As of today, the two have not walked down the aisle. Last year, Chrissy said she is no longer interested in marrying Jim because marriage wouldn’t address the issues in their union.

Traditions and Standards

In the public, Jim and Chrissy became the perfect example of why a woman should never ask a man to marry her. But, Chrissy and Jims unstable relationship aside, what are the valid reasons of why a woman should not propose to a man?

After all, men proposing to women stems from nothing more than the constraints of patriarchy and centuries old traditions. These standards make men responsible for leading the entire course of their relationships. Usually, the man is the one who approaches and expresses initial interest. He also plans the dates, asks the woman to be his girlfriend, and then buys the ring to propose. 

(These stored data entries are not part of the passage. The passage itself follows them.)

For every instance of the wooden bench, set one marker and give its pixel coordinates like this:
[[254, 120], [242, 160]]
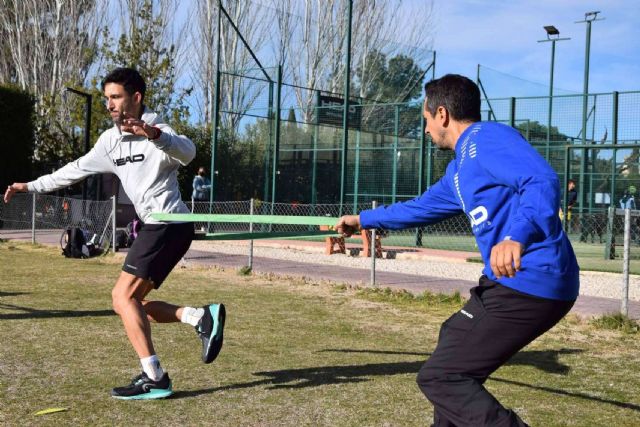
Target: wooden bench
[[365, 235]]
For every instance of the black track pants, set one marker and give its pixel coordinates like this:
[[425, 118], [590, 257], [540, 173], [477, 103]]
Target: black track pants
[[493, 325]]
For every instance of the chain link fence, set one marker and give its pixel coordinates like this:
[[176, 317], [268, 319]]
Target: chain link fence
[[597, 236], [43, 218]]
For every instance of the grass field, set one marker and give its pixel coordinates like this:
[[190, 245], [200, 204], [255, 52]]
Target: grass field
[[296, 354], [590, 255]]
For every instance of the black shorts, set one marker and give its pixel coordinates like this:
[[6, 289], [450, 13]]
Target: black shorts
[[157, 249]]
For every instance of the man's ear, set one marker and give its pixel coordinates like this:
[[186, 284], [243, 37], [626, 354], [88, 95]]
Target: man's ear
[[442, 114]]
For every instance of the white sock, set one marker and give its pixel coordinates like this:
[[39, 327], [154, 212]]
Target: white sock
[[191, 315], [151, 367]]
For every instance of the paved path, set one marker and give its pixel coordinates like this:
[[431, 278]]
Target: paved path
[[585, 305]]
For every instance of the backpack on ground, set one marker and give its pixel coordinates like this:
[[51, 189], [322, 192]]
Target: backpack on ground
[[74, 244], [132, 231]]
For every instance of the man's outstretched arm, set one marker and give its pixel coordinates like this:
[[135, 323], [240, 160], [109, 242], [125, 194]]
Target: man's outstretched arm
[[16, 187]]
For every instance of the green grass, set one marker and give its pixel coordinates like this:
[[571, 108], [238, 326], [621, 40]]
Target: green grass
[[617, 322], [590, 255], [296, 353]]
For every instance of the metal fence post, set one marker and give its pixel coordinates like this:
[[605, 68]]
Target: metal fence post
[[113, 224], [251, 231], [33, 218], [625, 264], [373, 250]]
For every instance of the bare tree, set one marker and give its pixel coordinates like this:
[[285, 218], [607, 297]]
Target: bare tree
[[316, 44], [242, 84], [49, 44]]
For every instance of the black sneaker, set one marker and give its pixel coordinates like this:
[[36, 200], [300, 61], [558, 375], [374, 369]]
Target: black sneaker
[[143, 387], [210, 330]]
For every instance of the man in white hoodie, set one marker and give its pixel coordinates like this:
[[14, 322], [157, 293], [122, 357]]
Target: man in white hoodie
[[145, 154]]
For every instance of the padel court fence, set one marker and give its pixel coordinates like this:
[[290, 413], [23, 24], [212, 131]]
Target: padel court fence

While the woman can accept or decline, she’s demoted to waiting. 

Communication is Key

The main argument against proposing to a man is that if a woman proposes she’ll never be sure that the man genuinely wanted the next level of commitment. Furthermore, before anyone shops for jewelry or asks the life-altering question, conversations about marriage should take place. 

In healthy relationships, each party clearly communicates their needs and desires. If both partners agree they’re ready for marriage, why should men be the only ones to propose?

Operating Outside Societal Standards

One of the benefits of same-gender loving or nonbinary romantic relationships, is that the people involved get to decide on new traditions to create for themselves. You can find several videos of people in queer relationships proposing to one another at the same time–unplanned. The two partners on the same page, operating without gender norms, and committed to a more permanent relationship.

If you’re a woman who’s been dating a man for years with no ring, I wouldn’t suggest proposing to him immediately. But, I don’t see any real issue with women who have thought carefully about proposing to their man. Furthermore, this type of move requires that you and your partner both have shared values. Also, you need to know that he isn’t worried about archaeic and traditional ideals. 

This is not something I would spring on a male partner without a conversation. You can ask questions early to see exactly where his head is. Would he appreciate the gesture, or resent you for taking this moment from him? These are things you should know beforehand. Armed with this information, you can start the next level of your partnership on the right foot.